From the May 2002 issue of Entrepreneur

Whatever rises from Ground Zero, there's no question the idea of redevelopment has spurred a rethinking of the American city. But what will that city look like? And how will entrepreneurs fit into it? If we look to the past, the answer to both questions may be: better.

New York City isn't the first to be reborn from catastrophe. Chicago hatched itself as a metropolis of stone, steel and industry after the 1871 fire destroyed most of its wooden structures. San Francisco's elevated Embarcadero Freeway, damaged in the 1989 earthquake, was later demolished, and what were once blocks of urban decay have been rebuilt into a vibrant new area full of homes and businesses. Similar developments are happening across the country due to urban renewal, redevelopment of old industrial sites and general rethinking of what a city is.

Some of the most intriguing ideas come from an influential and growing group of planners, architects and developers who call themselves New Urbanists. New Urbanists and those influenced by them endorse cities where population demographics and land uses are diverse, public open space is abundant, local character is preserved and, perhaps most important, pedestrians feel at home. "What makes a great city is that it is a walkable city," stresses landscape architect Bonnie Fisher, principal in San Francisco urban design company ROMA Group.

What future cities won't include, forward-looking planners say, is sole reliance on the automobile for transportation. Few, if any, large tracts of land will be zoned for single-purpose use as offices, shops or homes.
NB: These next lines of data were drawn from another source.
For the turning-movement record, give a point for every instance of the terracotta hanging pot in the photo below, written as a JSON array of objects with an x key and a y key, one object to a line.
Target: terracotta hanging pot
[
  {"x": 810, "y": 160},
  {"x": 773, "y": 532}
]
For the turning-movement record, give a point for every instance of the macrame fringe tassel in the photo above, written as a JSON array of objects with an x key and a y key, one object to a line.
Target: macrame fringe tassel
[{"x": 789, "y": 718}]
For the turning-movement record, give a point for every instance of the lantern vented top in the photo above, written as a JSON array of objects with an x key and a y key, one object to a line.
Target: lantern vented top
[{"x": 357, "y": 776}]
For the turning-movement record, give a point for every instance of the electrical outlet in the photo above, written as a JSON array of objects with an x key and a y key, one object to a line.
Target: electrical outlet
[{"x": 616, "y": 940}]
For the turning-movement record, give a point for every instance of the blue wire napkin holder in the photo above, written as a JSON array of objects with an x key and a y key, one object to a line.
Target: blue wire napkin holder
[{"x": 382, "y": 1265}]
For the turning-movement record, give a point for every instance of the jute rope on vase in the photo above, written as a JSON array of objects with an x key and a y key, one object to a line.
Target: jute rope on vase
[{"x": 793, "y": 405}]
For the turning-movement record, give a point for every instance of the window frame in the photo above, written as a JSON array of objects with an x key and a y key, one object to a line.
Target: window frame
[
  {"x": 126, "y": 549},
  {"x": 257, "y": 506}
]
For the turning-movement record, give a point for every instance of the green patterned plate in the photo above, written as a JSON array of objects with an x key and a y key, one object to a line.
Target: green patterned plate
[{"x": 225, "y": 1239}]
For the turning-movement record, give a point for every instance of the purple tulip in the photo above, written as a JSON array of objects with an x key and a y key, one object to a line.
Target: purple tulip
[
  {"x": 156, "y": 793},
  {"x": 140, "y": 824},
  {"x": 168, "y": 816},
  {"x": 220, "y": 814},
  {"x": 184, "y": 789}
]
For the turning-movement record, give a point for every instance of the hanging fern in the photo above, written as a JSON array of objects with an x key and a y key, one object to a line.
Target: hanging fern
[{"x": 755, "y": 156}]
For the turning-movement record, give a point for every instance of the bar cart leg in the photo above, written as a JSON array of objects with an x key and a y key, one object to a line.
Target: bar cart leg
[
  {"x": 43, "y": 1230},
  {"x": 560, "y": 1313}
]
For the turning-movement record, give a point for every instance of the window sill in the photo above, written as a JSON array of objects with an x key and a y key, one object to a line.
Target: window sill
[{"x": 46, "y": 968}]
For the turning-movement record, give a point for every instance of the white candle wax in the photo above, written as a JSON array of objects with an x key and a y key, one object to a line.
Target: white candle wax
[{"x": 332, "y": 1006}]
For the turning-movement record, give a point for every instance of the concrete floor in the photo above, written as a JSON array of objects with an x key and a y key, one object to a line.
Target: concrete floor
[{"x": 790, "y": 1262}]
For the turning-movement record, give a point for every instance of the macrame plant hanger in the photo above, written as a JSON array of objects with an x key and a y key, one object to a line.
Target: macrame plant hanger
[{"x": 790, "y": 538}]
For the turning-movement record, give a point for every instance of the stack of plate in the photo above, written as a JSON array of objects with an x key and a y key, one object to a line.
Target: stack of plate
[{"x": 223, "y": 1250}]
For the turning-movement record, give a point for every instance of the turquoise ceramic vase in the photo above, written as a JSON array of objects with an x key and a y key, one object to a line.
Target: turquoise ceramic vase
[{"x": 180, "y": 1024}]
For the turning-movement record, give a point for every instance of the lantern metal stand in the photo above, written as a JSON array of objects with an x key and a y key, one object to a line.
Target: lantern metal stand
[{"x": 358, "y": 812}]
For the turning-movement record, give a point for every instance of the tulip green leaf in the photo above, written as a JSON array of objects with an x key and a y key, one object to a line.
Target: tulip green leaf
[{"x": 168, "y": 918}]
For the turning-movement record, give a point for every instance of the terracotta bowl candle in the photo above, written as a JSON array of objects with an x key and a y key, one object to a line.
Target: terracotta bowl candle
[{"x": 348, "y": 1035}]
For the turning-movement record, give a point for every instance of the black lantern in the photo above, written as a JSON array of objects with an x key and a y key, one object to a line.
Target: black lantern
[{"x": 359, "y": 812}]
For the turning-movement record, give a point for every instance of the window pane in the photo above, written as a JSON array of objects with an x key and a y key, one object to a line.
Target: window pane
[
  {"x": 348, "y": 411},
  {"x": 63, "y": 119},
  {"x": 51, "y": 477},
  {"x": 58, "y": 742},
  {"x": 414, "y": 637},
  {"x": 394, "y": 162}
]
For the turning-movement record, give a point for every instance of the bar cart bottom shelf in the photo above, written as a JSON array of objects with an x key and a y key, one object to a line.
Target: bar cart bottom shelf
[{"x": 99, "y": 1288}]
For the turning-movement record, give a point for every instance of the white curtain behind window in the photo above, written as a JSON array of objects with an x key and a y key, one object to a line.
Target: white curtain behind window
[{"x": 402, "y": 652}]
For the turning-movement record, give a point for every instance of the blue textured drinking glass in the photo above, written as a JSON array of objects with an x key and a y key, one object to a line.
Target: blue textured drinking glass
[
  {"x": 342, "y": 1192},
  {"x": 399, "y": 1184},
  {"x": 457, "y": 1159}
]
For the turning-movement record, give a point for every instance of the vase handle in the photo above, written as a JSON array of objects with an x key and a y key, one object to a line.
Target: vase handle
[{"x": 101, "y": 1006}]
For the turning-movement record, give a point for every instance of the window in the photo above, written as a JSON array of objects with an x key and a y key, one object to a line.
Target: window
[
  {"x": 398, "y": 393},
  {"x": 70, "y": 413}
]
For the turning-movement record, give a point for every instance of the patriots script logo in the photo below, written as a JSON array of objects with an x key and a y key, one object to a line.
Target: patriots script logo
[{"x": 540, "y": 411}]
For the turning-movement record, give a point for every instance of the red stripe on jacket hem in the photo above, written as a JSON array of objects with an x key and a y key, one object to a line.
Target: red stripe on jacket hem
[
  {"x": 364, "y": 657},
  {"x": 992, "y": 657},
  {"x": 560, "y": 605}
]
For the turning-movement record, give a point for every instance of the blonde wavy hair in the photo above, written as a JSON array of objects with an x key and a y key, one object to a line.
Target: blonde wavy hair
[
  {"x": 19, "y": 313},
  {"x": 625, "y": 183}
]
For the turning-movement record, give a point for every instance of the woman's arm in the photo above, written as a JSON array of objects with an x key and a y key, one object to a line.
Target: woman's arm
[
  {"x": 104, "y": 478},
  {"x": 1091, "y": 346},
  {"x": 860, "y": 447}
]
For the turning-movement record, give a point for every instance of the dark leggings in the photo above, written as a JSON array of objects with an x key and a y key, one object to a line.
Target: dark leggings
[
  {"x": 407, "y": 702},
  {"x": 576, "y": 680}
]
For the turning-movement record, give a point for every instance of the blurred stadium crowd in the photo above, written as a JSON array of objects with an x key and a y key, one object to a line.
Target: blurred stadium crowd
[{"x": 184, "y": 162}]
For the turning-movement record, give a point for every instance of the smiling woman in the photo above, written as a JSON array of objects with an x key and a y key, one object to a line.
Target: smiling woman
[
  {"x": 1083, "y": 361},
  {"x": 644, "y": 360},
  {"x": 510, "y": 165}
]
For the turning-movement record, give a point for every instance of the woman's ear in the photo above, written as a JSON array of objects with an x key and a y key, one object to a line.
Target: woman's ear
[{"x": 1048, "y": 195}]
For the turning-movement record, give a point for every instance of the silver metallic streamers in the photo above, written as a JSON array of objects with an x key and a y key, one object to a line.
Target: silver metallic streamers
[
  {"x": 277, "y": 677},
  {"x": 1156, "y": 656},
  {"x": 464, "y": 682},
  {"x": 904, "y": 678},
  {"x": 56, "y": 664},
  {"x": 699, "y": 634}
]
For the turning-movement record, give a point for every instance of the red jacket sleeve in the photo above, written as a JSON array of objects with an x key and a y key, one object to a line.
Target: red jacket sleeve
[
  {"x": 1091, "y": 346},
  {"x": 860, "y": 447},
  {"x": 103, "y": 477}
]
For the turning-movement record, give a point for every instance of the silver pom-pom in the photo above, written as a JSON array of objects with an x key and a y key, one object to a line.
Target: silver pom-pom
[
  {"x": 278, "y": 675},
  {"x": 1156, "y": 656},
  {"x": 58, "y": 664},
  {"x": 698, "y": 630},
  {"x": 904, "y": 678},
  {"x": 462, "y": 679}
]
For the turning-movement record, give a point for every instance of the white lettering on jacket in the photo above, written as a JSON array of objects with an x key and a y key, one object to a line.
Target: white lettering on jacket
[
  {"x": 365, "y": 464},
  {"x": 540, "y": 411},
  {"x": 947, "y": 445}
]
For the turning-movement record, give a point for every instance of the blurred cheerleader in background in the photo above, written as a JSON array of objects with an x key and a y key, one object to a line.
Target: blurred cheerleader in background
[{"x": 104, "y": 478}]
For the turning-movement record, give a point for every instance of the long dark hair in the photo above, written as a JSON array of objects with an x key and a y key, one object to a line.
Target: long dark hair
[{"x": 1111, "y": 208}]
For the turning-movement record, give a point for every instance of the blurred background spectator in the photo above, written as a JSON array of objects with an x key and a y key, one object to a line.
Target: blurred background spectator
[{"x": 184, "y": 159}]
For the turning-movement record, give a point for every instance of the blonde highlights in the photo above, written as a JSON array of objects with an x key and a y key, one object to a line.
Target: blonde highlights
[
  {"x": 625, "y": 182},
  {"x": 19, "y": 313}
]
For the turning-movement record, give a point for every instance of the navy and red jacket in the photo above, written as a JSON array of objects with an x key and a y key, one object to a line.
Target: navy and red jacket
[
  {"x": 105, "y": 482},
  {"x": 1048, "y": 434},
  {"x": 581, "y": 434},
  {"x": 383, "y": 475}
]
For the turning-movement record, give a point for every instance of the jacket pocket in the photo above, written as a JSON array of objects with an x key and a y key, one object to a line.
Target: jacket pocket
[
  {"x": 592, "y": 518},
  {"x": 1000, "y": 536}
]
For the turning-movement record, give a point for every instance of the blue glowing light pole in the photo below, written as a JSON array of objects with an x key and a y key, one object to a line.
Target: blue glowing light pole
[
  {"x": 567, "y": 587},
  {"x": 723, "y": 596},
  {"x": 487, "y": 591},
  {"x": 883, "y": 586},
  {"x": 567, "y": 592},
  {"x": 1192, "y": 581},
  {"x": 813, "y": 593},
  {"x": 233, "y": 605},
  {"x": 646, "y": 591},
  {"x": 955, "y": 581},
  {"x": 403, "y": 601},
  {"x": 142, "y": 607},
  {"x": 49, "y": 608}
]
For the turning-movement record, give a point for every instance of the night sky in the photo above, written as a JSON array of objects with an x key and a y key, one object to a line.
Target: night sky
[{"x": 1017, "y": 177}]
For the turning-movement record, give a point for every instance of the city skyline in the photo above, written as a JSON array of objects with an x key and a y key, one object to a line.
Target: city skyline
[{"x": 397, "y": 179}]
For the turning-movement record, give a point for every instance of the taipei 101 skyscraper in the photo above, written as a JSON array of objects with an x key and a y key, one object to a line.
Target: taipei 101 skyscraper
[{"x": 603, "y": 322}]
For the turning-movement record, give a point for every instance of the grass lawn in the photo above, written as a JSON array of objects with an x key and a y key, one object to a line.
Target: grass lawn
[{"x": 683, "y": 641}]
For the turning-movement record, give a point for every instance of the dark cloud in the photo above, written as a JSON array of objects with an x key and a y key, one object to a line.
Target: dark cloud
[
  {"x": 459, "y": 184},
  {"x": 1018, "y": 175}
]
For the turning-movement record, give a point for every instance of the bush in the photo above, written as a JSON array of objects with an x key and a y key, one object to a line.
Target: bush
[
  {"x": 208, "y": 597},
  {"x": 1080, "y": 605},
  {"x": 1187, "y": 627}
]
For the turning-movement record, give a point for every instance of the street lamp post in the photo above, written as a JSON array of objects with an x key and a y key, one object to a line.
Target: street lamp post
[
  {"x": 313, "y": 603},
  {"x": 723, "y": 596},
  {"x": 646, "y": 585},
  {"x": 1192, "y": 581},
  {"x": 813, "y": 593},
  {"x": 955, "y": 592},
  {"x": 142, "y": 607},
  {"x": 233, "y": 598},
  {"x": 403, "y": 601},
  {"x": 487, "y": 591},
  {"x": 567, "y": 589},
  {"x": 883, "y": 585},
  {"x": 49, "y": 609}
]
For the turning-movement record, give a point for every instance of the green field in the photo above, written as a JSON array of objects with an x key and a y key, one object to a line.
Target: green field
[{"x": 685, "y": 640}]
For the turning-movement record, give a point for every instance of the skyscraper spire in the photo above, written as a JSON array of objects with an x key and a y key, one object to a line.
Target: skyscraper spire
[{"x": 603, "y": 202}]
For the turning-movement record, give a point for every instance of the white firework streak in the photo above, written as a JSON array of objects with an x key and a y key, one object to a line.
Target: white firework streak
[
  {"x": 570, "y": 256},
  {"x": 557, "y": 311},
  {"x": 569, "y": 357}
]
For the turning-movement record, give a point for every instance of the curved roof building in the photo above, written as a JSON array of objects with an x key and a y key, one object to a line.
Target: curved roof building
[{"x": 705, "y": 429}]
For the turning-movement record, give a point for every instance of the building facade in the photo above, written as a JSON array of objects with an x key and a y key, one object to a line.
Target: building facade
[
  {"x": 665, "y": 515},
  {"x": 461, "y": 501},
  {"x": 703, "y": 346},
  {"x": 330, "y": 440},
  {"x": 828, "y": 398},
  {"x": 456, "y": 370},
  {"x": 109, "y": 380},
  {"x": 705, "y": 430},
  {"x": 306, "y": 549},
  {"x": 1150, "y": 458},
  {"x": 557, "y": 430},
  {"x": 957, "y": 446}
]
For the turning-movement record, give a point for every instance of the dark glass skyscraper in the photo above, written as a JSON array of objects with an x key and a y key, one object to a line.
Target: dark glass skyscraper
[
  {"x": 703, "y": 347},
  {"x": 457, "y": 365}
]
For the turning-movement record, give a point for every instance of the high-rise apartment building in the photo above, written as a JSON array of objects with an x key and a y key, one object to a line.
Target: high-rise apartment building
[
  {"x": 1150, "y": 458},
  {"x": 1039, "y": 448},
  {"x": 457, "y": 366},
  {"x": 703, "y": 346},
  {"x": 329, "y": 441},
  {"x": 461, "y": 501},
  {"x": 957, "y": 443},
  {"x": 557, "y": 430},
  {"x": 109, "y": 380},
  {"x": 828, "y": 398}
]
And after half a century of decreasing population density as people have spread out to the suburbs, cities will again be seen as attractive-and fun-places to live. "Cities are going to be like Broadway shows," says architect David D. Dixon, principal at Boston planning firm Goody, Clancy & Associates. "They're going to be entertainment-based."

Living Legend
San Francisco is probably most cited as an exemplar of a 21st century city. It offers distinctive local flavor in architecture, shopping and dining; integration with unique natural resources; and a well-developed transit system. Aside from the taxing hills, it's a good place to walk, with many entertainment and shopping districts. Of course, housing costs are among the country's highest, and earthquakes are enough to keep some away. But problems aside, San Francisco is leading the way. "This," says Boston architect David Dixon, "is a city that is starting to move toward the 21st century."

In the future, you'll likely see wider sidewalks, more sheltered and shaded spots for shoppers and strollers to rest, and a mix of residential and business uses, including offices and retail. Parking will tend to be on-street rather than in garages, to separate and protect walkers from street traffic. More businesses will be small, unique and reflective of the city's history and climate.

Many of these one-of-a-kind restaurants, specialty retailers and high-end service establishments will be entrepreneurial. "Entrepreneurs will play a big role," says Dixon. Small firms are best at creating viable businesses that can identify and cater to the needs of sophisticated and often affluent city dwellers, he explains. And entrepreneurs alone can provide the particular local flavor that cities will seek, a fact the cities themselves realize.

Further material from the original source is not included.